Let's lead off with a few quotes from This Time is Different, and then I'll add some comments. Today I'll focus on the theme of confidence, which runs throughout the entire book.And it not just the US. It is a problem world wide.
"But highly leveraged economies, particularly those in which continual rollover of short-term debt is sustained only by confidence in relatively illiquid underlying assets, seldom survive forever, particularly if leverage continues to grow unchecked."
"If there is one common theme to the vast range of crises we consider in this book, it is that excessive debt accumulation, whether it be by the government, banks, corporations, or consumers, often poses greater systemic risks than it seems during a boom. Infusions of cash can make a government look like it is providing greater growth to its economy than it really is. Private sector borrowing binges can inflate housing and stock prices far beyond their long-run sustainable levels, and make banks seem more stable and profitable than they really are. Such large-scale debt buildups pose risks because they make an economy vulnerable to crises of confidence, particularly when debt is short term and needs to be constantly refinanced. Debt-fueled booms all too often provide false affirmation of a government's policies, a financial institution's ability to make outsized profits, or a country's standard of living. Most of these booms end badly. Of course, debt instruments are crucial to all economies, ancient and modern, but balancing the risk and opportunities of debt is always a challenge, a challenge policy makers, investors, and ordinary citizens must never forget."
One point I found fascinating, and we'll explore it in later weeks. First, when it comes to the various types of crises with the authors identify, there is very little difference between developed and emerging-market countries, especially as to the fallout. It seems that the developed world has no corner on special wisdom that would allow crises to be avoided, or allow them to be recovered from more quickly. In fact, because of their overconfidence - because they actually feel they have superior systems - developed countries can dig deeper holes for themselves than emerging markets.We hear of trouble in in Greece taking Europe down. Maybe down so hard that it will collapse the Euro market. And then there is China which I have been writing about for the last few days. They have yet to undergo the first stage of the world wide fall. And every one knows China will fall. No one knows just when. It could start this week. Or it could start two years from now. If I was a betting man I'd bet on sooner than later.
Oh, and the Fed should have seen this crisis coming. The authors point to some very clear precursors to debt crises.
So what should the US Government do? Other than keep people off the streets - nothing. And by off the streets I don't mean in homes that are unaffordable. A roof - we have plenty of them - and a minimal diet. Then let the wisdom of 300 million people take over.
At the core of our problem is a secular decline. The easy gains from microprocessors (I have the equivalent of four or ten Cray 1s on my desk - not so micro any more. Except for size.) have been realized. So what is the next big thing? It could be a real breakthrough in fusion not one of those mega projects with big promises and small results. It might be in carbon nanotubes. Or it might be a breakthrough in materials that allows us to substitute cheap materials for much more expensive ones. Or it could be something in biotech. Or a new way to do business. Or probably something hardly any one knows about. Some unrealized potential.

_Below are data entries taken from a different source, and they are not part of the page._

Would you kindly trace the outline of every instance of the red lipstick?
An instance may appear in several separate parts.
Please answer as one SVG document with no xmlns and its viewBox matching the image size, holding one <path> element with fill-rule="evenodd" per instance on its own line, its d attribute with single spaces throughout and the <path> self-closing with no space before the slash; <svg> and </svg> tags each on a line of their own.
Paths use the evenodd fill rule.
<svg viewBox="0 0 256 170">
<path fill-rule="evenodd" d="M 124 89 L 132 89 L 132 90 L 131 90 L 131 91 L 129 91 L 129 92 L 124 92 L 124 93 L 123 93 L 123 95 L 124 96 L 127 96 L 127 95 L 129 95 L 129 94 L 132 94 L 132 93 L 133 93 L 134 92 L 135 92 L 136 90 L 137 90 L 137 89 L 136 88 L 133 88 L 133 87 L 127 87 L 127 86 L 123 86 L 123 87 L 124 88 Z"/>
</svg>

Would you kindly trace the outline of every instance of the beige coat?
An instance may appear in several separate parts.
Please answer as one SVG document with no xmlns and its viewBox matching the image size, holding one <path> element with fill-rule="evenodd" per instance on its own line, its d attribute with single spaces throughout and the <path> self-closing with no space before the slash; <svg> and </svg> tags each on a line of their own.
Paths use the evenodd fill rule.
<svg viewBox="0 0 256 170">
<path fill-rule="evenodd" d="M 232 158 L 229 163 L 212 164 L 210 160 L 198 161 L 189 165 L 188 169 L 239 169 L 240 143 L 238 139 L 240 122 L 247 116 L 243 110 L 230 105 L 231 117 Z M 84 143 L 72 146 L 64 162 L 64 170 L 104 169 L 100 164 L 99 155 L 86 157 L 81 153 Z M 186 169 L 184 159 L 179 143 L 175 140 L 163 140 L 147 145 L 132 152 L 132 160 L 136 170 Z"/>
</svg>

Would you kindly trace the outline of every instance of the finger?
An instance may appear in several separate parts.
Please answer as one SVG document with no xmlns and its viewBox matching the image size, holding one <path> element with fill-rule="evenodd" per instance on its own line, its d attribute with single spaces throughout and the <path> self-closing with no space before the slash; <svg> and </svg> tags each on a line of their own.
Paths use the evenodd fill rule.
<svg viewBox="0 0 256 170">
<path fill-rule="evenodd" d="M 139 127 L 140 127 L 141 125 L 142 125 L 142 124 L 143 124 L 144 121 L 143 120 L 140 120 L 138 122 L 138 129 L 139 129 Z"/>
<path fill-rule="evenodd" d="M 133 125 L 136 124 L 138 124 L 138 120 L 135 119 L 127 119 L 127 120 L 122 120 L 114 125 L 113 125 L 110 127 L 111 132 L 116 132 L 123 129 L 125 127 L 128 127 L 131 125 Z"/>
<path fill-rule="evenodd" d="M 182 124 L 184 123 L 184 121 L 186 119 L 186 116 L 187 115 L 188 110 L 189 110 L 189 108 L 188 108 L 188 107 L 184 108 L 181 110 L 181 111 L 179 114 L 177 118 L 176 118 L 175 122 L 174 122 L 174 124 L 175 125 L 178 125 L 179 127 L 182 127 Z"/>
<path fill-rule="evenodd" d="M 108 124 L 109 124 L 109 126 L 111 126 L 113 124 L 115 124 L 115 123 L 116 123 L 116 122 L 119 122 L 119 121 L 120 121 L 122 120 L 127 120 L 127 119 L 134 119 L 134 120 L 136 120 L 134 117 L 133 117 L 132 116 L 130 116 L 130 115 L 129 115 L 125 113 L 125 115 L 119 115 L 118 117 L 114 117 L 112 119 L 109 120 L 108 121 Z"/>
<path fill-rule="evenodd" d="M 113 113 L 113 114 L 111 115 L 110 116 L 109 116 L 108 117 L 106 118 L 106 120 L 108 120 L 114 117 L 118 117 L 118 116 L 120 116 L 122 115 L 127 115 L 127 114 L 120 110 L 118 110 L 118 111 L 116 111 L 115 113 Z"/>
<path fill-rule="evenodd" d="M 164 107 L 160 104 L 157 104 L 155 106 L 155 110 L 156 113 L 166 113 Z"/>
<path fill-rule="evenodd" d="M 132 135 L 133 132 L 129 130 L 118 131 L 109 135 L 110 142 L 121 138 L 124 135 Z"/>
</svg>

The deal is, that what ever it is, Washington with its macro policies is more likely to hurt than help. So what could Washington do? Pour money (it need not be a lot) into micro policies. More fundamental research. And a big push into research is not expensive. A few tens of billions a year could reap us big dividends. If we are truly in a knowledge economy (we are) then what we need is more knowledge not more bail outs of dying sectors of the economy. What is unseen is more important than what is seen.